Truncated forms of tau are present in neurons during brain disorders like Alzheimer’s disease. These truncated proteins may exhibit toxic gain of functions, leading to cytoskeleton changes and neuronal impairments. The main objective is to investigate how tau fragments affect neuronal cytoskeleton properties.


Tau is a cytoskeleton-associated protein involved in microtubule and actin regulation, which contributes to the proper functions of neurons. Since the identification of tau as a major component of the neurofibrillary tangles characterizing Alzheimer’s disease, much attention has been given to tau aggregative properties. However, recent studies have proposed that soluble truncated forms of tau exhibit toxic gain of functions, leading to cytoskeleton changes and neuronal impairments. Yet, the mechanisms by which these truncated forms alter microtubule and actin networks are still unknown. The student will explore the cytoskeleton- regulative properties of tau fragments in cultured primary hippocampal neurons transduced with each fragment by the mean of lentiviral vectors, already available in the laboratory.
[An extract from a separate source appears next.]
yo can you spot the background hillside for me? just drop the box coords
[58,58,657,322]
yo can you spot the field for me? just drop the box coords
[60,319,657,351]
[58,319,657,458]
Using expansion protocols and super-resolution microscopy, the student will determine the effects of tau fragments on microtubule and actin arrays present in neuronal processes.


Mouse brain dissection, cell culture (primary hippocampal neurons), transduction with lentiviral vectors, expansion methods, immunofluorescence, Airyscan confocal microscopy.


Requested domains of expertise

Cellular and molecular biology, optical microscopy, English.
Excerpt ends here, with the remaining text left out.